Mr. McConnell said for his part he believes the investigation should be allowed to finish.
Democrats said they’re intent on getting Mueller protections approved during this lame-duck session of Congress.
Senate Minority Leader Charles E. Schumer said Wednesday that those provisions, if they don’t pass as a stand-alone bill, need to be part of the year-end spending bill.
And Mr. Schumer drew lines over other parts of the spending bill, saying it should not go above the current $1.6 billion senators have included for new border security such as a wall.
Mr. Trump has demanded it include at least $5 billion in funding for his border wall. The House has passed a bill with that number, putting it on a crash course with senators.

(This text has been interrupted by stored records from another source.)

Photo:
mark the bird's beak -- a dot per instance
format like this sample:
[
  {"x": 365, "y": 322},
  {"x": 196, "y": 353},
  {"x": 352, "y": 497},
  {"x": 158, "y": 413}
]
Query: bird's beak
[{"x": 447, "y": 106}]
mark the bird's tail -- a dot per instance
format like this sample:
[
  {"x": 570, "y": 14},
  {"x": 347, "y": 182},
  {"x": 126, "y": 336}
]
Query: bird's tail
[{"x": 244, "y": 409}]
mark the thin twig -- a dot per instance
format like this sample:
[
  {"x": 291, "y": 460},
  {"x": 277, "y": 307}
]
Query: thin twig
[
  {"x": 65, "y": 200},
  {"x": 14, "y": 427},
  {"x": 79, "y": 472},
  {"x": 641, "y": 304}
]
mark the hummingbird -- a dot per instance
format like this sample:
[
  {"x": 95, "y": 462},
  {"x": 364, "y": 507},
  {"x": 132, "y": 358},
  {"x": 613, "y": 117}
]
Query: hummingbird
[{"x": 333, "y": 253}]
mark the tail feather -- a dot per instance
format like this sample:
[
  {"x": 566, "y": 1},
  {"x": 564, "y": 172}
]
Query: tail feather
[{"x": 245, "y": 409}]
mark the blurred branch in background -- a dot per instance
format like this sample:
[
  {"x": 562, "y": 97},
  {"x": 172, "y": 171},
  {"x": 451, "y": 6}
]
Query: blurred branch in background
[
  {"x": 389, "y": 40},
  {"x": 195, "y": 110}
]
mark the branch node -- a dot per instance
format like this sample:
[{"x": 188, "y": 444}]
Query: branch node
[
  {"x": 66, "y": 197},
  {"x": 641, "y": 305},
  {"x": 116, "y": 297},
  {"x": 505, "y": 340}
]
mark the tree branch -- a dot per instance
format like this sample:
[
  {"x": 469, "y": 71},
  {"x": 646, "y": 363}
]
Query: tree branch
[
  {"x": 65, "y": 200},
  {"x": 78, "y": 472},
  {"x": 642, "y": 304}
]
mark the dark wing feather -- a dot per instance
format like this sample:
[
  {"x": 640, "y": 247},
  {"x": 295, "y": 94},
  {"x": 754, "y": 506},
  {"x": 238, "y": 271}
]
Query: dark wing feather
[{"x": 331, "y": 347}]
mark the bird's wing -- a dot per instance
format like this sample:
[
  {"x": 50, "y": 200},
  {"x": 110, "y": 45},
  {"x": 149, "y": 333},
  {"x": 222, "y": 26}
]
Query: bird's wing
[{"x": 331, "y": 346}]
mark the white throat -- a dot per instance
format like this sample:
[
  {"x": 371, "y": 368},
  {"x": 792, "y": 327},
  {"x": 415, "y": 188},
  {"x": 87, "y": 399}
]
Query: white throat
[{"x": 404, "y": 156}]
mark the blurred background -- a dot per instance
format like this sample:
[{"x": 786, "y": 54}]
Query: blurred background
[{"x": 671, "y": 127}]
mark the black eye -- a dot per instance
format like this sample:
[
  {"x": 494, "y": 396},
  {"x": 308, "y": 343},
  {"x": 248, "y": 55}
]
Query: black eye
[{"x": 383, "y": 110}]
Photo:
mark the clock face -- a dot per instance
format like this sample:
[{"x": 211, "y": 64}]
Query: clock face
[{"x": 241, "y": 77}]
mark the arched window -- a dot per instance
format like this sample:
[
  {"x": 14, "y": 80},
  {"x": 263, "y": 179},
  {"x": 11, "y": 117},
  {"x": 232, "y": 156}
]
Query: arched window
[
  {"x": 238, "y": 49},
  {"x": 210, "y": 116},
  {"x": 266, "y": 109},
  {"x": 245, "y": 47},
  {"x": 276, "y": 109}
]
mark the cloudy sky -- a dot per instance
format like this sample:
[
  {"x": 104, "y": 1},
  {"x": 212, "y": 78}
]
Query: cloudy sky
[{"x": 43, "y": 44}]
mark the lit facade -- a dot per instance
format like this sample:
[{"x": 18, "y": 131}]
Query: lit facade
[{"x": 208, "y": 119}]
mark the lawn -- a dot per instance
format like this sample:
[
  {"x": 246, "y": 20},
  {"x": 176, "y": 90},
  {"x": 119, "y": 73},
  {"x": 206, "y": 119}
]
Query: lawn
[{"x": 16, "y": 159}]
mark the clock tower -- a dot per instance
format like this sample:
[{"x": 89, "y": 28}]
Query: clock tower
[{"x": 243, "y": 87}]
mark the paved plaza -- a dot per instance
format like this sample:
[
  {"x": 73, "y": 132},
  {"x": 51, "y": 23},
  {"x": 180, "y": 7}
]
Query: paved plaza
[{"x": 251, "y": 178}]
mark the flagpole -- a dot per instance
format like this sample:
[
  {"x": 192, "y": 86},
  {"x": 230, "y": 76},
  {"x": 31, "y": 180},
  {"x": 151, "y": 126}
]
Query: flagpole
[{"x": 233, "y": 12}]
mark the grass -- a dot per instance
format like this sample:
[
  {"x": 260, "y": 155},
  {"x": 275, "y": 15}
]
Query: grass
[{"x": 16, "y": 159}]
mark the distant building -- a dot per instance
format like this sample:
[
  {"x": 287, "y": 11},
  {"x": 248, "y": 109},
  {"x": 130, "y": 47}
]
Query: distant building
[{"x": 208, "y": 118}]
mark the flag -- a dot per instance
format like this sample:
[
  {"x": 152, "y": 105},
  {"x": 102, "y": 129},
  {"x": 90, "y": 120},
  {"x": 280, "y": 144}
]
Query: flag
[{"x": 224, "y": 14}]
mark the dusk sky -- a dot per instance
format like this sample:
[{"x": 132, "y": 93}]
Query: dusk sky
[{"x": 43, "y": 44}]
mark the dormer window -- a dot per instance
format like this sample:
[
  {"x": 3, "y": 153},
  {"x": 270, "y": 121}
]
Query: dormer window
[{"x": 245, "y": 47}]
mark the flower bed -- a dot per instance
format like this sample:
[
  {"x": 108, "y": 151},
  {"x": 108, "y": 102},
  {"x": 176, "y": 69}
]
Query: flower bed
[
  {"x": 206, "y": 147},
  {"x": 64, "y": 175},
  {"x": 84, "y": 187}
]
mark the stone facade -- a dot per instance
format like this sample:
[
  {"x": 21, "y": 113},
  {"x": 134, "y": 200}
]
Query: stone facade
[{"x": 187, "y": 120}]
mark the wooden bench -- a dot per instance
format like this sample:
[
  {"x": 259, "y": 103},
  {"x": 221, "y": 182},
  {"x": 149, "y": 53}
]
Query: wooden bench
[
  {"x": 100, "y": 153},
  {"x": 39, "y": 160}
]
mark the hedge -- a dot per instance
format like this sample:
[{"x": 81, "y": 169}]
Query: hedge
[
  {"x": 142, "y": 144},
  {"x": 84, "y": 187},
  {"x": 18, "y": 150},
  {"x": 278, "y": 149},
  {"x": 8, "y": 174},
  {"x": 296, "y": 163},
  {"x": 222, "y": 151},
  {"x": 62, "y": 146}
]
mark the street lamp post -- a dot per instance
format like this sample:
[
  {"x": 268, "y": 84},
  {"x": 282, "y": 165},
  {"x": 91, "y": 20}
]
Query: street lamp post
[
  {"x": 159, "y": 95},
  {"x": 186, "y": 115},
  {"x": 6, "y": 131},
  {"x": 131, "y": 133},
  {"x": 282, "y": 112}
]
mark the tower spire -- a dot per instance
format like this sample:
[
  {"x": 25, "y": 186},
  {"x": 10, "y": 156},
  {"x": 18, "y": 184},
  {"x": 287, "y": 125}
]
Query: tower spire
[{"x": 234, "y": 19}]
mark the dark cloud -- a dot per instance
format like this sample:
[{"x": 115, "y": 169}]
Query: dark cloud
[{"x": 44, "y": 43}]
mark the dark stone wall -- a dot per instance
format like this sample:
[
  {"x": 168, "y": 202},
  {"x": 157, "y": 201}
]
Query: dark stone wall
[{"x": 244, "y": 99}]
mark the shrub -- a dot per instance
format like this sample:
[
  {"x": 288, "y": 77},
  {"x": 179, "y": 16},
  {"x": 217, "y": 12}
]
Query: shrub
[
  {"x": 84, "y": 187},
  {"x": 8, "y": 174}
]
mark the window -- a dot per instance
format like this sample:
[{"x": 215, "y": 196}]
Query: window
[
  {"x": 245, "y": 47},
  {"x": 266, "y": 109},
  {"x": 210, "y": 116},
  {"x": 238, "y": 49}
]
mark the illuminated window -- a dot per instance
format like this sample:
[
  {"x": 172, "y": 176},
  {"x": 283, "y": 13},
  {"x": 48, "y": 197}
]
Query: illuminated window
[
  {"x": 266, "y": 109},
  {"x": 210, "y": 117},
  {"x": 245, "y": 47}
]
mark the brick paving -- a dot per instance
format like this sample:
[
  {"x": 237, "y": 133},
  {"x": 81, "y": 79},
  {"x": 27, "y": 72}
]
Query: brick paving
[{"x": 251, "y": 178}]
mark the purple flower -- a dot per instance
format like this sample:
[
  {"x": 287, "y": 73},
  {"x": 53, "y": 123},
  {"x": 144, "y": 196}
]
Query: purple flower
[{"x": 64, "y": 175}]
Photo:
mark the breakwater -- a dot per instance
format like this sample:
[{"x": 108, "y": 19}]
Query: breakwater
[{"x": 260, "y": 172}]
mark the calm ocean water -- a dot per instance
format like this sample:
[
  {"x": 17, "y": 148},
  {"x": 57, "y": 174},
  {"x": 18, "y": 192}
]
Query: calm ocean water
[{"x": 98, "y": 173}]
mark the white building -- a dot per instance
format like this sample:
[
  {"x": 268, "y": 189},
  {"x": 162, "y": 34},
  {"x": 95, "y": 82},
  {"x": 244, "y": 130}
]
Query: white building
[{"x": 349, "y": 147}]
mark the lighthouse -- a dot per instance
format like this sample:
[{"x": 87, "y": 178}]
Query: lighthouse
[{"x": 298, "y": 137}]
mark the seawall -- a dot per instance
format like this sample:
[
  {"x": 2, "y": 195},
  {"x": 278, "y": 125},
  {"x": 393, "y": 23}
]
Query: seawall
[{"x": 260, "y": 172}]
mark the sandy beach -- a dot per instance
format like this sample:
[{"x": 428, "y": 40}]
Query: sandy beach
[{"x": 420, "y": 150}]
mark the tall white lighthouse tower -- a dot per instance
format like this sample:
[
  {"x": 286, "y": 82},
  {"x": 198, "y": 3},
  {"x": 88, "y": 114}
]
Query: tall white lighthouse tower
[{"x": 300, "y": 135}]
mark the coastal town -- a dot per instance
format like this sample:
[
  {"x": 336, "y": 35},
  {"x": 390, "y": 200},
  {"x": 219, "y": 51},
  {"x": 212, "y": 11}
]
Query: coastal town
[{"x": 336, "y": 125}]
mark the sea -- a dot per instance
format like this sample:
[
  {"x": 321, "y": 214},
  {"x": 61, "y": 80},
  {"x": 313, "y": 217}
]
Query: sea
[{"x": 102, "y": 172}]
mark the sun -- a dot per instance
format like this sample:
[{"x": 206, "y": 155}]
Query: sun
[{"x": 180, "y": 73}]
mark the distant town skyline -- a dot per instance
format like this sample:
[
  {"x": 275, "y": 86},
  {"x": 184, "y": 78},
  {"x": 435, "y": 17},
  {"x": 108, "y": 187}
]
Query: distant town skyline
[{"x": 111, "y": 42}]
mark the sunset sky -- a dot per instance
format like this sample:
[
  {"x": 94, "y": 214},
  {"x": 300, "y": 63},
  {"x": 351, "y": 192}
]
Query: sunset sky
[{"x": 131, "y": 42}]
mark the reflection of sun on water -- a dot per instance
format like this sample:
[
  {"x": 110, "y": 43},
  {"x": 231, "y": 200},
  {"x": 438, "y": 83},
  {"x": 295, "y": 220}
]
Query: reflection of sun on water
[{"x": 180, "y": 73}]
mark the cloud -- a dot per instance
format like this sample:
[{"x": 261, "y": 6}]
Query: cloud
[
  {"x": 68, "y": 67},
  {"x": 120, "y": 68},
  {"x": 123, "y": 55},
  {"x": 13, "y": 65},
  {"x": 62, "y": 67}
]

Mr. Schumer said Congress should compromise by agreeing on the Senate’s number, and he told Mr. Trump to butt out of any negotiations.
“Every time he interferes, it gets bolluxed up,” the New York Democrat said.
Mr. Schumer also took a victory lap on last week’s election results, which saw his caucus likely lose one or two seats. The senator said that was still a victory for Democrats because it could have been much worse for them.
And he said voters sent a signal of support for Democrats’ policy ideas, which he said they’ll pursue even while in the minority in the Senate.